This layer should also include reversibility mechanisms. Reversibility does not mean overriding competent patient autonomy or prohibiting PH-LLM use; rather, it means revisiting, contextualizing, or limiting the clinical influence of AI advice that is unsupported, outdated, unsafe, or inconsistent with the patient’s broader clinical context. Low-risk lifestyle guidance may be managed through shared decision-making, risk communication, monitoring, and follow-up, whereas clinically consequential or safety-critical conflicts may require secondary review, specialist consultation, or institutional escalation [17,20,30]. For external consumer-facing systems outside institutional control, the absence of provenance limits the evidentiary weight of the output, and clinically consequential recommendations should not be relied on without independent verification. This approach reframes conflict not merely as an error to be corrected but as a managed negotiation within accountable care, while avoiding a paternalistic model in which clinician authority automatically displaces AI-informed patient preferences.

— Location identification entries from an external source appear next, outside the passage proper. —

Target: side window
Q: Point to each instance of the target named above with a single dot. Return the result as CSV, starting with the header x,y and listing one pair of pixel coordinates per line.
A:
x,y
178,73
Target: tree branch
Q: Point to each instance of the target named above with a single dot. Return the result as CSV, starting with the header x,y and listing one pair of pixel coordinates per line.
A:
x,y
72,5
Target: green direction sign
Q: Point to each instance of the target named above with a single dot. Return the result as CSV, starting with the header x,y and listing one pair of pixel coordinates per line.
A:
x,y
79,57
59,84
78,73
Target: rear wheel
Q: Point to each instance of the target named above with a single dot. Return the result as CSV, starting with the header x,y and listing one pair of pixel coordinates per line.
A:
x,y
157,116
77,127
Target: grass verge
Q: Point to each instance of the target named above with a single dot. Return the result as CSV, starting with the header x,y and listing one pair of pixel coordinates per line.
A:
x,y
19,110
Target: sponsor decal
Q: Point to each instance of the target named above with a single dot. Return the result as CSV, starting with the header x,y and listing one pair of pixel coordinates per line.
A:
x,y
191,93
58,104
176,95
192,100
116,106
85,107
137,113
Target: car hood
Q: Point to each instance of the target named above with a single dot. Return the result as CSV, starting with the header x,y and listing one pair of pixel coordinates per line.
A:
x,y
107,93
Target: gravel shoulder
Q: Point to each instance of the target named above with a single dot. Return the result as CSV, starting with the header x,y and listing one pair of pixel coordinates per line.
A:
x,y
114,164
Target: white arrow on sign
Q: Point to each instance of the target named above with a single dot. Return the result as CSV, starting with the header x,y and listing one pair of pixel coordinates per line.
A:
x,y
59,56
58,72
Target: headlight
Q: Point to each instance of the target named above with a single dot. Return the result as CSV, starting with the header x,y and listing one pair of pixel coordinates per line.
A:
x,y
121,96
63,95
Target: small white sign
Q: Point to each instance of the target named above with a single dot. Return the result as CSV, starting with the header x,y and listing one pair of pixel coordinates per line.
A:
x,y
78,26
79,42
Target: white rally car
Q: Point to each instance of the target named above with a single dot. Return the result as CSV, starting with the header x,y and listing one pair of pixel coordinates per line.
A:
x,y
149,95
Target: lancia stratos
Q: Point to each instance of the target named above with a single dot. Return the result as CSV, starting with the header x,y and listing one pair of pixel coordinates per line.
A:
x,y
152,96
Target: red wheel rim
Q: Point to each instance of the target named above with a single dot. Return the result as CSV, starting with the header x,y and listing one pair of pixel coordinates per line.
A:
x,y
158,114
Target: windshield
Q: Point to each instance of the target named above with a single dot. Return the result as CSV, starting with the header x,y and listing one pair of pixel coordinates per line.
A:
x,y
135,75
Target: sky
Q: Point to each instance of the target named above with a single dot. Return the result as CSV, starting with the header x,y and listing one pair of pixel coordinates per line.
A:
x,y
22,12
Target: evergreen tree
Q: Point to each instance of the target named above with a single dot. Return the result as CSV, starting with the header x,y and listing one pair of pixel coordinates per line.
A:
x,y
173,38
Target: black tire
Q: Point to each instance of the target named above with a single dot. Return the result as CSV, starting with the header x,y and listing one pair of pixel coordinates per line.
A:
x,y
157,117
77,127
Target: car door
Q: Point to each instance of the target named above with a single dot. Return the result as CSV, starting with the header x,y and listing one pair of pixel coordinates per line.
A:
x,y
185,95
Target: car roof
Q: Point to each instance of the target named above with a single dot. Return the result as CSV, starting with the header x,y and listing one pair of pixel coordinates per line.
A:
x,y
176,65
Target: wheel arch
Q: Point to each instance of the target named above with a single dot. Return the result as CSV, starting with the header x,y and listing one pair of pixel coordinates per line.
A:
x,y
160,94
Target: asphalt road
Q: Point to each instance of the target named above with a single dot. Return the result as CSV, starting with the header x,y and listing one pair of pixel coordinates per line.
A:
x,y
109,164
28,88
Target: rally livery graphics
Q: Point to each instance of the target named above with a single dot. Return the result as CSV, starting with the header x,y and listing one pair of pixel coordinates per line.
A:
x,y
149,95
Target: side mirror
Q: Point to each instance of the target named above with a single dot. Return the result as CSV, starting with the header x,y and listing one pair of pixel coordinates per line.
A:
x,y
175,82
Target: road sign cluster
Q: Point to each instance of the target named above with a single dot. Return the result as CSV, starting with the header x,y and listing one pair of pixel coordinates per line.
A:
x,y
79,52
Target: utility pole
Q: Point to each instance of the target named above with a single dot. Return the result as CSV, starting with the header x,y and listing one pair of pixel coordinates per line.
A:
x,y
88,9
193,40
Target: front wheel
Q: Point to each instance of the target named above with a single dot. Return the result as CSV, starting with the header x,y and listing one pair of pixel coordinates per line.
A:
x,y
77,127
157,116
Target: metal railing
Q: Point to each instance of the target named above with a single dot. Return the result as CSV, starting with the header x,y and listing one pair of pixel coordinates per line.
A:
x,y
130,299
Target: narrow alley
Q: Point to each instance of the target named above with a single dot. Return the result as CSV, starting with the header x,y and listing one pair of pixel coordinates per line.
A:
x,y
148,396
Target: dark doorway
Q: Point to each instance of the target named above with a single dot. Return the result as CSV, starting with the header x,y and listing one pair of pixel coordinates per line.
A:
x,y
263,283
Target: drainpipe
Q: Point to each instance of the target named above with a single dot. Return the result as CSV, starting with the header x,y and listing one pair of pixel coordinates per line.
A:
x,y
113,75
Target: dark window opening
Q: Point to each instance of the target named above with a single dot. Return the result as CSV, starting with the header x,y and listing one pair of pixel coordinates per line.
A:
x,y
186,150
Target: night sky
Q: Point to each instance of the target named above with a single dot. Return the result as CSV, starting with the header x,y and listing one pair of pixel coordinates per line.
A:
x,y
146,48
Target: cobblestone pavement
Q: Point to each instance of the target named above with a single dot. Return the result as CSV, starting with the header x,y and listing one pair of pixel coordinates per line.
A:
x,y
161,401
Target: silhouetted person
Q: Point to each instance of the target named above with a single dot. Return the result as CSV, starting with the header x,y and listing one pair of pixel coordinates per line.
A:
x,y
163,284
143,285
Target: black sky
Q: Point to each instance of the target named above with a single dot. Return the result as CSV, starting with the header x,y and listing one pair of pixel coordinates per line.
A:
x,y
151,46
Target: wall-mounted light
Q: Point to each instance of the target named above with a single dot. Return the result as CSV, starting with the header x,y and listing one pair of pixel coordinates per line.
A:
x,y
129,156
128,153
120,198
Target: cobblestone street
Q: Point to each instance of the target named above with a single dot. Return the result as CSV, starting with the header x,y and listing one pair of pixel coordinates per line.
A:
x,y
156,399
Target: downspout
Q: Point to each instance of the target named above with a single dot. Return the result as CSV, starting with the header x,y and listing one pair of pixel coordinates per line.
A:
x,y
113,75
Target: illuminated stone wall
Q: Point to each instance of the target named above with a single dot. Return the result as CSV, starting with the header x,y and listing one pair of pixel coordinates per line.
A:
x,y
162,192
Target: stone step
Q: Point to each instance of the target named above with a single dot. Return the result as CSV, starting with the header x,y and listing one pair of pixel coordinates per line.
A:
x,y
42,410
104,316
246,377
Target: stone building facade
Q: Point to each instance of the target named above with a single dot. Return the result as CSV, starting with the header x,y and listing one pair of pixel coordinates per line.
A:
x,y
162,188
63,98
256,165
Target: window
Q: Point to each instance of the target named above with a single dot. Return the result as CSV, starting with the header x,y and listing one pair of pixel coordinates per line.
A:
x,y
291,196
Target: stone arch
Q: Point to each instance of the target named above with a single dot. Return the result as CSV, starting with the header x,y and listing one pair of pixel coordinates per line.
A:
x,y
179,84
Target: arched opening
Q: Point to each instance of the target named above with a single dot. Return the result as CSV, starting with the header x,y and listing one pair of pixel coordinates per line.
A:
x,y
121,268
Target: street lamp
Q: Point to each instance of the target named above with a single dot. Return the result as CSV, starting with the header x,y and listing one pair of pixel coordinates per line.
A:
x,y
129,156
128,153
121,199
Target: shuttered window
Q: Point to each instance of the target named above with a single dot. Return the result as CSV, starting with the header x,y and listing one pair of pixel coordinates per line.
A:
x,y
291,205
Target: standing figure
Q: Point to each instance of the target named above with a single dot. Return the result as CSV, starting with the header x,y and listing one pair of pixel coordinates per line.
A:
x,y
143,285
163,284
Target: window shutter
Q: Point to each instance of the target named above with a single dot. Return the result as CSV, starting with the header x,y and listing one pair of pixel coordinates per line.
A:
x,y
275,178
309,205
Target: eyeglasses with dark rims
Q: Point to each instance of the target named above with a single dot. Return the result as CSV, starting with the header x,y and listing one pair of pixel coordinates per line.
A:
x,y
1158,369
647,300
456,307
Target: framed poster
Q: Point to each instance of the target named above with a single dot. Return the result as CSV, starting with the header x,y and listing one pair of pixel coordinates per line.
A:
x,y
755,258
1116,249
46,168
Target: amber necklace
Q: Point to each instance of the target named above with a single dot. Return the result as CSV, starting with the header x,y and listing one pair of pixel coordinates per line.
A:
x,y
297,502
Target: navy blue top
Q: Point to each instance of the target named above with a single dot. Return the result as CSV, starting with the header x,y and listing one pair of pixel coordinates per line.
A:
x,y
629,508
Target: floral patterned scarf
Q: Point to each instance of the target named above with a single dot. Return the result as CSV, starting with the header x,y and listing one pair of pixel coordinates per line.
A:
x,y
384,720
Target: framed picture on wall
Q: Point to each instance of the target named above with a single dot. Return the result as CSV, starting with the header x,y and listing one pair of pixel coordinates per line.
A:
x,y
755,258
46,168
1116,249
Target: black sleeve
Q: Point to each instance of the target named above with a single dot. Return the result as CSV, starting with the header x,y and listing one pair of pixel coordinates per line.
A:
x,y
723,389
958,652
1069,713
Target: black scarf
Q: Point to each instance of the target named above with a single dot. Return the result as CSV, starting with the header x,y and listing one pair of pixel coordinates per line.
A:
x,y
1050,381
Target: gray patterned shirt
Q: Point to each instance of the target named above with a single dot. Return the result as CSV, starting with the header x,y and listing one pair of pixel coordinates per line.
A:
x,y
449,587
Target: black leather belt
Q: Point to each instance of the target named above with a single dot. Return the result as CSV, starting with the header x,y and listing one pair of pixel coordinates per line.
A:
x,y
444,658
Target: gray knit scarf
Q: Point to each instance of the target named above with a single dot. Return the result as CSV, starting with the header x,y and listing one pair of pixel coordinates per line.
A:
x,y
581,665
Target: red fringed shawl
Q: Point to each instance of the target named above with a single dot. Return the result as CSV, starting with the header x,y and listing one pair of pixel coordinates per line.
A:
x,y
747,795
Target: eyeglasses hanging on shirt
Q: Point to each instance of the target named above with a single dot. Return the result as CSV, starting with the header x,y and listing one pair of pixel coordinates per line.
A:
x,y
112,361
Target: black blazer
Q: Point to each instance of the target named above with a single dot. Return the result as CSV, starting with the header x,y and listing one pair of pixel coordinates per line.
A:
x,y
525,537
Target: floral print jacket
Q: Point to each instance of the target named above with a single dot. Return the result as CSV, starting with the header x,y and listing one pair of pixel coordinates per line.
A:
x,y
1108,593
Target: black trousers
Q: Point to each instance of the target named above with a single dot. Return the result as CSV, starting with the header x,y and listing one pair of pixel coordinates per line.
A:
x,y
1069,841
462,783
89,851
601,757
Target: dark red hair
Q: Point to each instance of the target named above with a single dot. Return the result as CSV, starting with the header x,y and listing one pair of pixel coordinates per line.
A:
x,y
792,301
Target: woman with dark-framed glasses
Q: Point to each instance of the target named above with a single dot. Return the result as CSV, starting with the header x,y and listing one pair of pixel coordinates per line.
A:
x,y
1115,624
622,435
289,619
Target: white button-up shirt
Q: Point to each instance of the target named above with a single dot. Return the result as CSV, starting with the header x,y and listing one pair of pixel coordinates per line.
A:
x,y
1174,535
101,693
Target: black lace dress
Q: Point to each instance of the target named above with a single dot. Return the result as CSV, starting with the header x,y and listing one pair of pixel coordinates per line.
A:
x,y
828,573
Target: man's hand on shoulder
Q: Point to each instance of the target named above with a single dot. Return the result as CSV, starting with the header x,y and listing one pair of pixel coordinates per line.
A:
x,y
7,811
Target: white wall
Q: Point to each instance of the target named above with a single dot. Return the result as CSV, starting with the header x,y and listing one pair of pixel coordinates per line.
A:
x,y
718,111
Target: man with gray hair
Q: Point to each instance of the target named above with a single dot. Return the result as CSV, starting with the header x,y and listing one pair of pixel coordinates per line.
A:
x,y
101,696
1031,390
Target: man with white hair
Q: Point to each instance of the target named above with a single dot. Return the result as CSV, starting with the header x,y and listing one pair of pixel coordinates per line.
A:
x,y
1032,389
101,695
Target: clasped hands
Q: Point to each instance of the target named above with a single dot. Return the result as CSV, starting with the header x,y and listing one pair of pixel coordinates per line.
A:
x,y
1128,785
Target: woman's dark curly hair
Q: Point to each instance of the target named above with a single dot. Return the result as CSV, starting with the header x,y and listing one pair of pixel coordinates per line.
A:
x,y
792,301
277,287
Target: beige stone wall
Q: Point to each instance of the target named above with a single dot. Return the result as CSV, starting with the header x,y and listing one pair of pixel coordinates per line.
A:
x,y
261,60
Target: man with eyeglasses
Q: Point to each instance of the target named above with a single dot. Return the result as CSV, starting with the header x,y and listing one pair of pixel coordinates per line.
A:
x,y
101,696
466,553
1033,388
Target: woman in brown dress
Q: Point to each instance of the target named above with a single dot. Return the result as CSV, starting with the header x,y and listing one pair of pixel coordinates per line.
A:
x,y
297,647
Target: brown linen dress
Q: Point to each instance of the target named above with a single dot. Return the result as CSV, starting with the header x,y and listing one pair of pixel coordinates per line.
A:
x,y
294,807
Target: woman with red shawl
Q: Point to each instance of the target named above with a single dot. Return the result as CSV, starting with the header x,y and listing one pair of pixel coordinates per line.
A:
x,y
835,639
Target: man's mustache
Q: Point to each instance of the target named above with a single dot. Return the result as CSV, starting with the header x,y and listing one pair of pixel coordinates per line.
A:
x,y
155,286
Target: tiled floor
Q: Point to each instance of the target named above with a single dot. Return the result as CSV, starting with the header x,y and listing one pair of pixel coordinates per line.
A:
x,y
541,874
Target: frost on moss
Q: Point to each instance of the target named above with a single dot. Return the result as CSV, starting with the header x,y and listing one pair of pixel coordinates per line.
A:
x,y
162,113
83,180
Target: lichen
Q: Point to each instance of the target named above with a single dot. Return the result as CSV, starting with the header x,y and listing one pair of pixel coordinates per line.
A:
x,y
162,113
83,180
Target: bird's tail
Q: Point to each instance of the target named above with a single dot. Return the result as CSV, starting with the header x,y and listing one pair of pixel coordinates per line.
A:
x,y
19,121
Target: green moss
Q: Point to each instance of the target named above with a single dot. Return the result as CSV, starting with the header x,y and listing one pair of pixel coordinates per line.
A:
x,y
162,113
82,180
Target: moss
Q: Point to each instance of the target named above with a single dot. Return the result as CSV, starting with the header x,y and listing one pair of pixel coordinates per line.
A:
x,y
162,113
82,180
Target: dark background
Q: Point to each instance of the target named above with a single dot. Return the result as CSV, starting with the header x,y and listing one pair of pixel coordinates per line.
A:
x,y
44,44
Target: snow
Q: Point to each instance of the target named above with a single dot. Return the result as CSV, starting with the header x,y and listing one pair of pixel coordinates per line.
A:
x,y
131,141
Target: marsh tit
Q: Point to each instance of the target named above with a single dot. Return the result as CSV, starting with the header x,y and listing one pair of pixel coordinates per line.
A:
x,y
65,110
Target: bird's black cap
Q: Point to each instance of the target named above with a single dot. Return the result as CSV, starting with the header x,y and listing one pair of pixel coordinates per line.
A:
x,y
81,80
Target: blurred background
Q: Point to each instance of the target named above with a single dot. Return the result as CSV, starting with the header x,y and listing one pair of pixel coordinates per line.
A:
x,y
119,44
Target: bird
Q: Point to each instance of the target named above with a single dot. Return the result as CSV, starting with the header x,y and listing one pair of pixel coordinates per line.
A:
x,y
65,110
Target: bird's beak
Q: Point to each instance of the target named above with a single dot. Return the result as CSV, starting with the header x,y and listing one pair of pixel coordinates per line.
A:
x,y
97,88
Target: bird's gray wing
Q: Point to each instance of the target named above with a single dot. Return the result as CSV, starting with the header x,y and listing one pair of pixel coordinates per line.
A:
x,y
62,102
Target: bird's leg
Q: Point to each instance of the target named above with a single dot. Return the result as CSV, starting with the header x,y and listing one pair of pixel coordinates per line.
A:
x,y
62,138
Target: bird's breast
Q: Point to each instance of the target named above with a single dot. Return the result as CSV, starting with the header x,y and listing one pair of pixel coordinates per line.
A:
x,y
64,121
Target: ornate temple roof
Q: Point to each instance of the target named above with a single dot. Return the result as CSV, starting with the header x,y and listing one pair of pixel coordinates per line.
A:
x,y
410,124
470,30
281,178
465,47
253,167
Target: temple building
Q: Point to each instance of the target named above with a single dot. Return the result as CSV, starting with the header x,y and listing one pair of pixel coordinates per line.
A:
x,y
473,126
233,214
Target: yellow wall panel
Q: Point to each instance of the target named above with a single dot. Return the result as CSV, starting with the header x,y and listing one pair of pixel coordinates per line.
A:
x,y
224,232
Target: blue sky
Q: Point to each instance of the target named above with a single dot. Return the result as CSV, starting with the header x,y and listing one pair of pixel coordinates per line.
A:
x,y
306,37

Layer 3: Competence and Accountability

Effective governance requires new competencies and clarified responsibility boundaries. For clinicians, this includes AI-related clinical communication competence: the ability to redirect AI-driven disagreement away from comparative intelligence, such as “AI versus clinician,” toward evidence quality, risk assessment, patient values, and verifiable outcomes [53]. Clinicians should also recognize automation bias in patients and use concise, nonconfrontational strategies to restore epistemic balance without undermining patient agency [17,19,20]. Patients, in turn, require basic AI literacy. Health systems should provide standardized guidance, analogous to medication education, on red-flag symptoms, data currency, and documentation practices, including screenshots with timestamps and relevant data windows [17,20,53]. At the institutional level, health systems should establish documentation standards, escalation pathways, audit mechanisms, and adverse-event review processes for AI-influenced clinical decisions [42,46,48].

Accountability should be allocated according to control and role. Clinicians should not be held responsible for the internal logic, model design, data-processing errors, or algorithmic failures of PH-LLMs they did not develop, deploy, control, or audit [42,45,47]. However, when AI-generated advice is presented during care and materially influences diagnosis, treatment, escalation, or shared decision-making, clinicians may retain a professional duty to evaluate clinically consequential claims through reasonable, risk-proportionate verification [30,43,47,48]. Developers and platforms remain responsible for product design, provenance, privacy practices, and algorithmic behavior; institutions are responsible for workflow standards, escalation pathways, documentation expectations, and audit mechanisms; and clinicians are responsible for responding reasonably to AI-influenced claims that become visible and clinically relevant [42,45-47]. For example, a patient with chronic kidney disease may report a PH-LLM recommendation for frequent over-the-counter nonsteroidal anti-inflammatory drug use. Under layer 3, the clinician is not responsible for the model’s reasoning or design, but has a risk-proportionate responsibility to evaluate a claim that is clinically visible and consequential. This would include verifying renal function and medications, explaining the risk, documenting the decision to reject or modify the advice, and offering a safer alternative. Recurrent or foreseeably harmful recommendations could be escalated through medication-safety review, a digital health governance committee, or vendor-reporting channels.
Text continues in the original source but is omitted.